Anécdotas Hípicas Venezolanas presenta

Un Adiós para Marjorie

Por Nathán Catalán

 

La vimos actuar en varios escenarios del hipismo mundial, en New York, en Florida, en La Rinconada, en Puerto Rico. Ahora la imaginamos sobre los lomos de Pegaso en busca de la libertad que brinda el caballo universal. Fue distinguida en todos sus actos, sencilla, cordial, alegre y por sobre todo una feliz criatura.

 

 

Conoció a su ángel, mientras se desempeñaba en el circuito de la N.Y.R.A. en donde competía contra los mejores del mundo en su momento, y su gracia en el sillín, al igual que su eficiencia se ganó el respeto de todos los profesionales del ambiente, al igual que el del público.

 

Vino a correr en un programa de exhibición entre nosotros y ganó sobre un buen caballo llamado My Body Guard entrenado por Manuel Medina. Emocionó durante toda la carrera. Parecía que no estaba en la silla. Tan sólo se distinguía su sonrisa y la crin del caballo. Al llegar, explotó. El Sol iluminó la tarde de tal manera que tan sólo ella lograba con su belleza y simpatía opacarlo. Fue una tarde imborrable en la memoria de todos cuantos la vieron. Ángel estaba orgulloso de su prometida.

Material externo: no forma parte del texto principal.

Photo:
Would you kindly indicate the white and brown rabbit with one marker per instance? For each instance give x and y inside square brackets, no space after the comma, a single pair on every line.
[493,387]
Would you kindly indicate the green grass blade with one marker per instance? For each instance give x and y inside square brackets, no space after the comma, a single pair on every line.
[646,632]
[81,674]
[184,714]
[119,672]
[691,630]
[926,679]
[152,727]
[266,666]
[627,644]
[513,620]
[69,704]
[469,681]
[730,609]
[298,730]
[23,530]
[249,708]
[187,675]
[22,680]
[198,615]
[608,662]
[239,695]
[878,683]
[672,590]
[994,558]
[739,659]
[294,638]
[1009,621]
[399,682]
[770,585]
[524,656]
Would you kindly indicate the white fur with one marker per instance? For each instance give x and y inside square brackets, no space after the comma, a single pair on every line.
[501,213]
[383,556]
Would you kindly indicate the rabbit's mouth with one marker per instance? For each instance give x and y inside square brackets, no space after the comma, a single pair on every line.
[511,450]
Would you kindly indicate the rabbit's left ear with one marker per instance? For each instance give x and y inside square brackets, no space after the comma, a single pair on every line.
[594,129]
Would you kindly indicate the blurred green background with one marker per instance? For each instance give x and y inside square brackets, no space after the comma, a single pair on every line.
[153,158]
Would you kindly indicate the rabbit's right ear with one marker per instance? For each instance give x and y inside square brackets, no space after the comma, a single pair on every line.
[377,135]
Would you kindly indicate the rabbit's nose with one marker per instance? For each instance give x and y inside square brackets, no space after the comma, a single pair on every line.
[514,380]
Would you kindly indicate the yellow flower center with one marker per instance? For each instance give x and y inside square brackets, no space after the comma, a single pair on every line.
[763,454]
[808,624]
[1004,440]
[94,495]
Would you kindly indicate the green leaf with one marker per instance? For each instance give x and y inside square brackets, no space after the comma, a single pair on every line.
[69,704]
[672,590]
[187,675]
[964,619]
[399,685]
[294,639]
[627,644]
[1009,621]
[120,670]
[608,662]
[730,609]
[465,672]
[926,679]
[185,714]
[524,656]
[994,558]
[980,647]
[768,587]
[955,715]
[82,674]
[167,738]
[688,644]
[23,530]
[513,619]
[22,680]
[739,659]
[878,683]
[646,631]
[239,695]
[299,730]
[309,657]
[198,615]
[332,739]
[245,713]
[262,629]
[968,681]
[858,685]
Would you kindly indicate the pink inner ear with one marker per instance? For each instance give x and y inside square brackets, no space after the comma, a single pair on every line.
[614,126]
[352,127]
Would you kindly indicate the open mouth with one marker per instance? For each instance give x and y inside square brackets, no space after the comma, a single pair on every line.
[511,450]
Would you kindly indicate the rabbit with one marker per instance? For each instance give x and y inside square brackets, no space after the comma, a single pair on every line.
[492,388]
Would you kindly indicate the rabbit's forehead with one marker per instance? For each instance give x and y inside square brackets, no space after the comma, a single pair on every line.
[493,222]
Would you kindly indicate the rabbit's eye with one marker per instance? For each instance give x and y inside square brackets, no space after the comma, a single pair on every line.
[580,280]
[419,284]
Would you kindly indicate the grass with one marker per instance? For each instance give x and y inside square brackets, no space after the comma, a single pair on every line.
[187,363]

Todos la admirábamos y le deseamos felicidades con su campeón.

 

 

Gracias a su presencia, comenzaron a verse interesantes reformas para que la mujer participara en formarse como jockettas. Se abrió un curso especial para aficionados a la actividad, que luego se hicieron profesionales. Muchas de nuestras buenas corredoras de purasangre se hicieron felices en el ambiente. Varias todavía perduran. Unas en la silla de los caballos, otras en las cuadras en actividades de gran importancia. Tuvimos la suerte de sentir el calor familiar en sus expresiones hacia Venezuela, su agrado en haber venido a correr aquí. Su pureza rayaba en lo infantil. Su actuación nos dio renombre internacional. Otras jockettas también vinieron, todas agradables, todas eficientes. Ninguna como ella.

 

 

Supimos del accidente. Nos consternó de tal manera, que nuestros ojos humedecieron al leer la noticia. El prófugo no supo el daño que le hizo al hipismo mundial. Nosotros sí! Good bye Marjorie. Espera a tu Ángel, en el Cielo, algún día llegará a hacerte compañía. Ambos merecen estar juntos por siempre.